After stepping down from official roles last year, Bridgewater Associates founder Ray Dalio is pursuing his passions and seeking to transfer his wisdom in various ways to help others succeed. He begins each day by closely monitoring the markets and spends 6 to 8 hours per day conducting research, which he refers to as "digging." The legendary investor, who founded Bridgewater Associates in his two-room apartment and grew it into one of the largest investment management firms with approximately $195 billion in assets under management, also frequently appears on news channels and YouTube videos. He also remains active on active on Twitter and other social platforms to present his stance on economic, political, and other global challenges. 

Although he stepped down as co-chief investment officer last year and no longer participates in day-to-day matters to pursue his passions, he still has a significant influence on Bridgewater's investing decisions. He is still on the operating board and serves as the investment committee's mentor. His ability to predict future market movements due to his strong understanding of macroeconomics and global world order has helped his firm make money over the last five decades. He had predicted the 2008 financial crisis as early as 2006. As his firm was well prepared for the impending financial crisis, its flagship Pure Alpha strategy was up 8.7% after fees in 2008. Besides that event, Dalio's firm has a history of making noteworthy moves. In 2022, his firm built over $10 billion in short positions in European stocks because of the effects of Russia's invasion of Ukraine. Furthermore, in 2018, his firm opened $22 billion worth of short positions in Europe and made a $14 billion bet against European stocks in 2020. 

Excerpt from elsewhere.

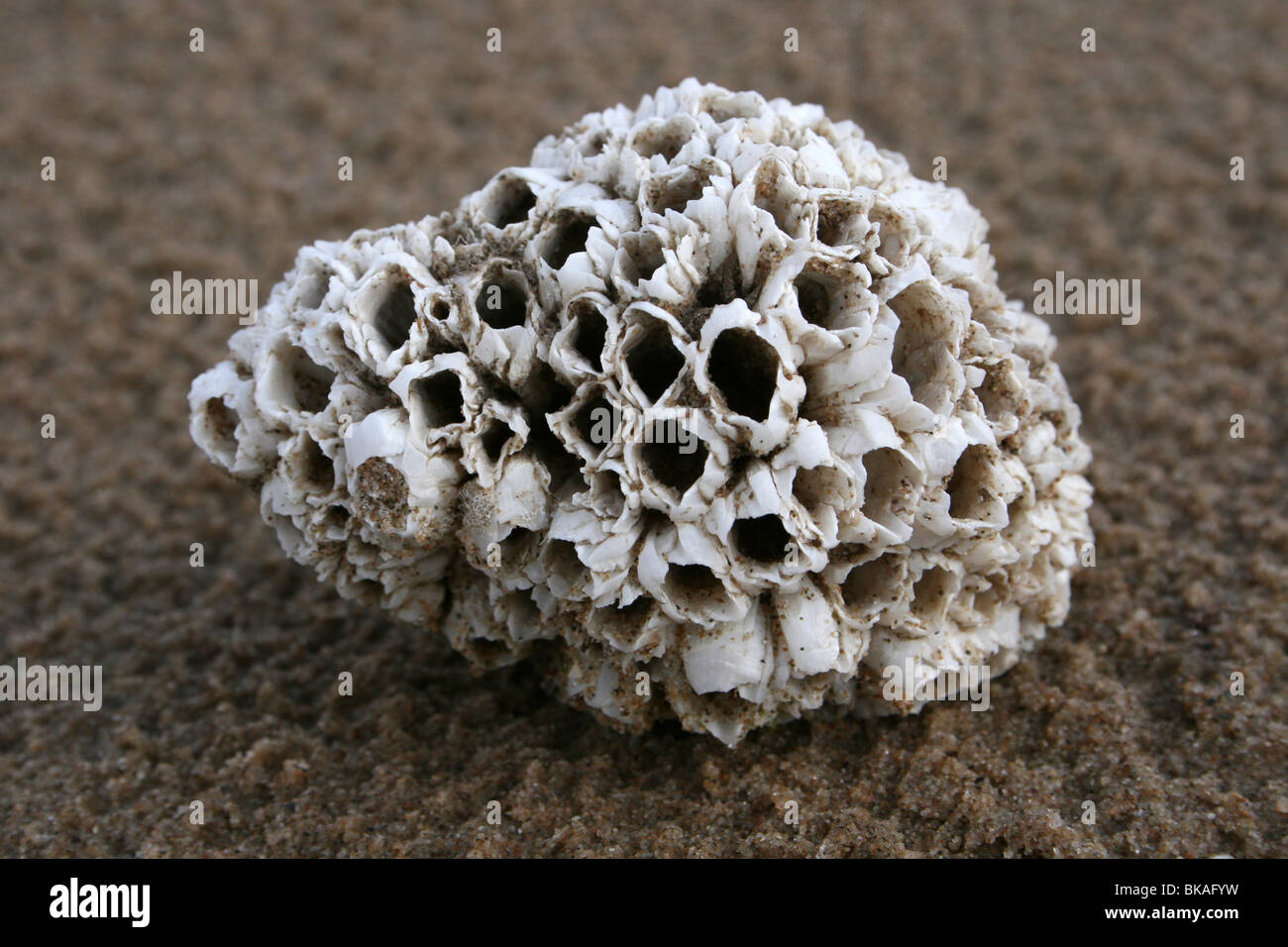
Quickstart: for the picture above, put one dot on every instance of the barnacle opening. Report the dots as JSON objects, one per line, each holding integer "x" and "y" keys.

Most recently, following his visit to China in April 2023, the American billionaire published a LinkedIn post about China-US tensions. He advised the world's two largest economies to maintain good political and trade relations because he believed even the prospects of war would be a drag on markets and global economic activity. However, he also warned that both countries are on the verge of war: 

What I mean when I say that the US and China are on the brink of war is that it appears that they are close to having a sanctions war and/or military war that neither side wants but many believe will probably happen because a) each side is very close to the other’s red lines, b) each side is using brinksmanship to push the other at the risk of crossing each other’s red lines, and c) politics will probably cause more aggressive brinksmanship over the next 18 months. I want to emphasize that by saying that they are on the brink, I don’t mean to say that they will necessarily go over the brink. I mean to say that they are very close to crossing red lines that, if crossed, will irrevocably push them over the brink into some type of war that damages these two countries and causes damage to the world order in severe and irrevocable ways—like Russia’s invasion of Ukraine did for Russia and the world, just much bigger.